What director Matt Reeves did was manage to capture the same essence of the story that the original film had from the book it was based on, and successfully modernise it into an American setting. The story of a young bullied boy Owen (played by Australian actor Kodi Smit-McPhee) who finds an unlikely friendship (and more), in a newly arrived neighbour Abby (Chloë Grace Moretz) who is not all she seems, is still fully intact and as emotionally charged as its predecessor.
For those unfamiliar with the story, Abby is a young girl who happens to be a vampire (“I’ve been 12 for a really long time”) and has a guardian played by the great Richard Jenkins, who is tasked with finding her fresh blood, requiring him to hunt down and murder innocent people. Upon Owen and Abby’s first meeting, there is an instant connection as their relationship becomes deeper through acts of violence.

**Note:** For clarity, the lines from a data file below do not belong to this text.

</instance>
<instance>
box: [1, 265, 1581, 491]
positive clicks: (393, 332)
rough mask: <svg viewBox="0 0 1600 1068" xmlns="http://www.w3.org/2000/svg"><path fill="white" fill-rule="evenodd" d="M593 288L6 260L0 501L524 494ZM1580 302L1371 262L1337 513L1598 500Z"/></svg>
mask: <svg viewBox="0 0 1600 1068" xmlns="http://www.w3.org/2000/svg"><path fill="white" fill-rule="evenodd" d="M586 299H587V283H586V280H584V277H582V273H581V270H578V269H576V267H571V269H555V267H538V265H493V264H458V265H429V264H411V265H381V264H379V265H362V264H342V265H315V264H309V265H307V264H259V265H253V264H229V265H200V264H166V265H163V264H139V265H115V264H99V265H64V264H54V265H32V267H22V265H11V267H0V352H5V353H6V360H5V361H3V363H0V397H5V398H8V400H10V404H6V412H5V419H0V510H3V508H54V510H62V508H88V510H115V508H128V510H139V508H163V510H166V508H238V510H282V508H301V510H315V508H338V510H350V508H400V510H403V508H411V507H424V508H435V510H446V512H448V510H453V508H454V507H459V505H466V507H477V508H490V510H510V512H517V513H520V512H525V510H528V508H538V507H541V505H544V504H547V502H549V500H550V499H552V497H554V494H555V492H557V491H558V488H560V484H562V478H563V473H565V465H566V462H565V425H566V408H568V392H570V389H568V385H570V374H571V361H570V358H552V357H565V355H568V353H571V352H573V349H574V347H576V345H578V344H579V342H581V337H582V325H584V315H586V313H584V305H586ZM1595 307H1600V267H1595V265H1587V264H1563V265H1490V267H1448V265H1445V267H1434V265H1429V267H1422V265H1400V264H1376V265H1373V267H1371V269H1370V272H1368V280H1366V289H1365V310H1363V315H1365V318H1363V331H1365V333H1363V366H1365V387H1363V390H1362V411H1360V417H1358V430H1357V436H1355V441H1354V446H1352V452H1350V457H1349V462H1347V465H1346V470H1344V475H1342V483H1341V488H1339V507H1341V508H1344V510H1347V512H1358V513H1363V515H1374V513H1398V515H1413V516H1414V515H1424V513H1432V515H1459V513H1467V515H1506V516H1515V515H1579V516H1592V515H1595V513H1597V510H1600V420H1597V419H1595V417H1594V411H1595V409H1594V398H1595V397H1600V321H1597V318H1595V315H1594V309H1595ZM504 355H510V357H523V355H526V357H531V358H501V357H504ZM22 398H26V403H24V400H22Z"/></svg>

It’s easy to write off Let Me In as another vampire love story. But there is so much more going on here, that it may require more than one viewing. Is Abby truly in love with Owen or is she merely courting him to become her next guardian? It feels as though it’s entirely left up to the viewer to decide, making the movie all the more interesting.
The acting from the two young leads is way above par, especially in the quieter moments they share, but let’s not get too wrapped up in the love story. This is, in fact, quite a brutal horror film, with some jarring and horrific scenes. When Abby attacks, she does so with such fury that it’s almost like watching a documentary of a lion attacking its prey. Moretz goes from a meek shy girl to an unrelenting monster in a manner of seconds, and it never fails to shock throughout the film. Kodi Smit-McPhee is also excellent; proving that he’s got what it takes to forge a career past his ‘child actor’ days.
Whilst Let Me In does have its flaws such as recreating some scenes shot for shot from the original, it still doesn’t lose its power over what is unfolding on screen. Director Matt Reeves clearly has a love of the source material, even adding in some additional scenes that carry the movie sometimes above its predecessor.
Let Me In is definitely worth revisiting, or even if it’s somehow passed you by, is a must watch even for non-horror fans. Also having one of the most unconventional love stories put on film for some time makes it something special, along with some truly terrifying sequences that will stay with you long after the credits roll.
In a few shots in the movie, a few lens flares can be seen. These shots are most likely a nod to director J.J. Abrams, who not only uses these types of shots in his movies, but he also grew up with the director of ‘Let Me In’, Matt Reeves.